Baghdad's Christians were not alone in their defiance. Christian population in the northern oil-rich city of Kirkuk said that they would stay and defend their city if the Islamic State tried to attack.

"I will not leave. This is my country. We have been living in Kirkuk for thousands, hundreds of years and God willing will stay and we will defend Kirkuk," said Nabil Abdullah, a Christian man from the city.

The city has sheltered hundreds of Christian families fleeing from Mosul following its capture by IS fighters.

Mosul, the largest city in northern Iraq, was once among the country's most mixed but waves of attacks on Christians since the 2003 U.S.-led invasion to topple Saddam Hussein eroded its once sizeable Christian population, mainly from the Assyrian and Chaldean denominations.

The worst blow in recent memory came when the Islamic State fighters and their allies swept into the city last June.

"No one wants to leave his country, but the situation is forcing them to do that. There is no stability. Our children are afraid and we are afraid too. We keep moving from one place to another. If the situation remains as it is, no one will stay. We want peace and we want Iraq to be as it was before. When the situation gets back to normal in Iraq, all the people will go back to their homes," said Manhal, a displaced Christian from Mosul.

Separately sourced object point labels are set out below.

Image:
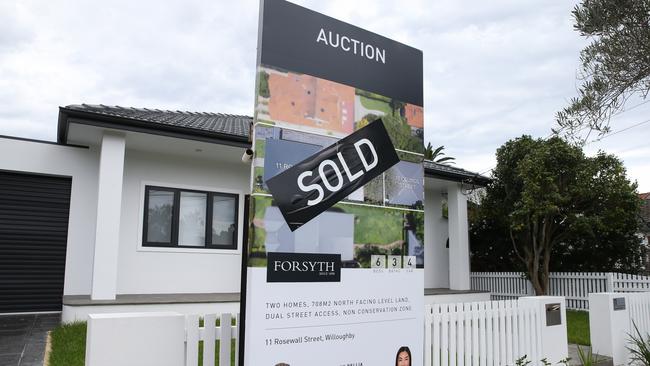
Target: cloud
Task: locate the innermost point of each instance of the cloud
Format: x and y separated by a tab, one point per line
493	70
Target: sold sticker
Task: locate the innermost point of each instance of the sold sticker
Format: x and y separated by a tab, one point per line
323	179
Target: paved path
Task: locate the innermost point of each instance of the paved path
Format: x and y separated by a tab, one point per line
23	337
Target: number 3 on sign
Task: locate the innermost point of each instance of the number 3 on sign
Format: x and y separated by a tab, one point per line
394	261
377	261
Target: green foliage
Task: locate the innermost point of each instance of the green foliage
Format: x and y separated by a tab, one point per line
376	104
523	361
263	87
372	95
437	156
578	327
547	200
401	136
614	66
587	358
639	347
68	345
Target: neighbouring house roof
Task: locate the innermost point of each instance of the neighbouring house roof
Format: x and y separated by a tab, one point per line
211	127
436	170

Iraq's Christians once numbered about 1.5 million. There are now believed to be less than 500,000 out of a population estimated at 32 million, according to the US State Department's 2013 International Religious Freedom Report.

"Iraq is for all and all have to stay. If we leave, we will achieve the goals of those who want to uproot us. We have to stay here; our roots are our history is here in this land. Our ancestors lived here and we have to remain. Generations have to continue our message here in Iraq." Father Qais Mumtaz, Priest of the Sacred Heart of Jesus Cathedral for Chaldean in Kirkuk.